Sometimes, however, it comes up in a chat session, or if I’m feeling rambunctious, I’ll mention it on purpose.
For example, once I was playing on a game called Paladins. There are five people on a team, so we had a five-person “party.” I had been online with three of the players for awhile. A fourth, “Carlos,” joined to complete our team.
While I was waiting for our team leader to return and start the game, I decided to do my nails. Of course, as luck would have it, he arrived right as I was in the middle of my third finger.
“Ugh,” I typed into the chat. “I just started painting my nails.”
Gender and Video Games
Now, I admit, I did not plan on this comment outing me, but I was curious to know if the rest of my team knew my gender. I had been playing with this group for awhile and it had never come up.
“What? Are you gay or something?” Carlos replied.
Not the best response, I thought to myself. “I’m a chick,” I wrote back.
“What? Girls can do that?”
I didn’t respond. I hadn’t received this reaction before.
I’ve seen the guys who bought into the over-sexualized “Gamer Girl” stereotype, and I’ve met some who thought that girls weren’t “real” gamers or that they were invading their male space.
But never had I encountered anyone who did not think girls capable of pressing sequences of buttons that then translated into virtual movements.
The party leader typed: “I know. It’s weird. I was shocked when I found my first one too.”
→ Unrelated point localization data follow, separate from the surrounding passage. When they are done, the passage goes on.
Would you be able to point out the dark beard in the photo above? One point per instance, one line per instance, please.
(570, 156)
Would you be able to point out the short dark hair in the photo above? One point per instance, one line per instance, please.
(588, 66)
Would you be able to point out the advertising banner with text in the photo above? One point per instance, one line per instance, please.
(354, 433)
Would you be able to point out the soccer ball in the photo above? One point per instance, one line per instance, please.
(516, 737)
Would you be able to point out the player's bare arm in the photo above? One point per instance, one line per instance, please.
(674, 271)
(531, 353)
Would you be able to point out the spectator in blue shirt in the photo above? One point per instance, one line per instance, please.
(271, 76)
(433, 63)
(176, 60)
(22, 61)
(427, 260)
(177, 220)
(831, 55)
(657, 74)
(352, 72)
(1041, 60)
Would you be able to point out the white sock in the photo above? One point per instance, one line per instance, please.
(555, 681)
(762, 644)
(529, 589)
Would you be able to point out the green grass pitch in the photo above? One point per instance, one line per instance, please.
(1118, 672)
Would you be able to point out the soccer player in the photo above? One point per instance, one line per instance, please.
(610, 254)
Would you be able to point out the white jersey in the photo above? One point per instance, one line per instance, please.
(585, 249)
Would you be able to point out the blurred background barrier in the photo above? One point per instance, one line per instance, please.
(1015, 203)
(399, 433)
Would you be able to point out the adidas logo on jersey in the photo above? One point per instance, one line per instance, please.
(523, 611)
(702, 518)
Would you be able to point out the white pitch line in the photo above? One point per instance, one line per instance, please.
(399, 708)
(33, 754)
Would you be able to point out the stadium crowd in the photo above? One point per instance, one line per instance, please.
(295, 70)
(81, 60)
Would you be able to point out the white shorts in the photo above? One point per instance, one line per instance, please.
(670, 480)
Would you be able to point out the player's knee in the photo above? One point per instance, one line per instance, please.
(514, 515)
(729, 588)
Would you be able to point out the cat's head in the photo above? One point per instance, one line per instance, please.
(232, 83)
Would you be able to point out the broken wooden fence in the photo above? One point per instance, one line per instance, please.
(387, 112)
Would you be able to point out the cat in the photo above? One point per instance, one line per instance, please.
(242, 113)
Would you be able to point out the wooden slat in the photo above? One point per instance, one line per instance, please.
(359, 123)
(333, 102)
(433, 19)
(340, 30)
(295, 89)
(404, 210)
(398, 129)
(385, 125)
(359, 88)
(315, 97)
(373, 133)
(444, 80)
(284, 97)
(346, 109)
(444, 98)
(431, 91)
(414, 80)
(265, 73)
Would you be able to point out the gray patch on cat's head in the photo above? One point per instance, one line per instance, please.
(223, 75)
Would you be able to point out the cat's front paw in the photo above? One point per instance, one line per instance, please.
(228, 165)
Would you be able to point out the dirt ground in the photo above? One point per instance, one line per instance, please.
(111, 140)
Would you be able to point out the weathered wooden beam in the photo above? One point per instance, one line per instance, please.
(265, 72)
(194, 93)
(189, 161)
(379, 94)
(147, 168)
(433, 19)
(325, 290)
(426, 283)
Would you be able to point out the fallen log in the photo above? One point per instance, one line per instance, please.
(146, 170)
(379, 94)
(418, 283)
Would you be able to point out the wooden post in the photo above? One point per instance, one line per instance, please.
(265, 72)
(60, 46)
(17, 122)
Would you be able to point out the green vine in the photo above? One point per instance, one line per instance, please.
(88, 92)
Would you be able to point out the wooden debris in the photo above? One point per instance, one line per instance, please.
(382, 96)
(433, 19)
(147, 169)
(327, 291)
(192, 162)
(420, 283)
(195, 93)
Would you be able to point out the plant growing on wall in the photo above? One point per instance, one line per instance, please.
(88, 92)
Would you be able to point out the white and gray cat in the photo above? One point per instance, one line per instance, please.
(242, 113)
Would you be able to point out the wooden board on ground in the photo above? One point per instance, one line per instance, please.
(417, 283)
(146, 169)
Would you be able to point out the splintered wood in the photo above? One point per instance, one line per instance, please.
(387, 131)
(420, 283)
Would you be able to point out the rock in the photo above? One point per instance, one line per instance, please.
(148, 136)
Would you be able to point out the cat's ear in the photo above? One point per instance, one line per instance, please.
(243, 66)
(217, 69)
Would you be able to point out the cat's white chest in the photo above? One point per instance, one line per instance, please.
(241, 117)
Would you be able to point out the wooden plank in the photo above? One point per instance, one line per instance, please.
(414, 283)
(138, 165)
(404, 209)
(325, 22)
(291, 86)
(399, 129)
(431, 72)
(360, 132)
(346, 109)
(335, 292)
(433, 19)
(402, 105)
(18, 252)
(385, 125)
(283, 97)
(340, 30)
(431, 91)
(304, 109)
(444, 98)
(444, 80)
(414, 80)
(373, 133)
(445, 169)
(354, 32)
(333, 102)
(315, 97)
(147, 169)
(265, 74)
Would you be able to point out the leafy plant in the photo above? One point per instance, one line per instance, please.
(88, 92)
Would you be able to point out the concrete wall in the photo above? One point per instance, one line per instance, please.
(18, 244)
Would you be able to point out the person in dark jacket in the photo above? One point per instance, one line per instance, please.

I laughed at this point. Do they not think we have fingers? Or do they believe we females have small little devices in our brains that put us into a state of temporary paralysis if we open a game? Do they think the gaming police will come by and tell us to stop?
Questions like this continued to swirl through my mind as we entered the match. I found guys who didn’t care about my gender, men who instantly sexualized me, and even males who hated me just because I was a woman.
But thinking that girls who played video games didn’t exist? Well, that was a new one.
I tried to take a step back. There were so many worse responses I could have received from the party members. They weren’t acting malicious or disgusting like so many other instances in my life. They just didn’t know better.
We kept playing, but Carlos left at the end of the match. The rest of the team, however, continued, and treated me just as they did before I outed myself.
I don’t play video games to tear down these preconceived notions of “Gamer Girls” or other stereotypes. I play them because I enjoy it.
For the girls looking into gaming, and the worried parents observing them, don’t be afraid, pushed around or discouraged. If you’re not great at a game, it’s not because of your gender — it just takes time.
But don’t engage with toxic players. You can report them if need be, but don’t engage. And most importantly, find a group and make friends. Games are so much more enjoyable when you connect with others.
In gaming, as in life, we may be whoever we aim to be — and the only thing in our way is the people who think otherwise.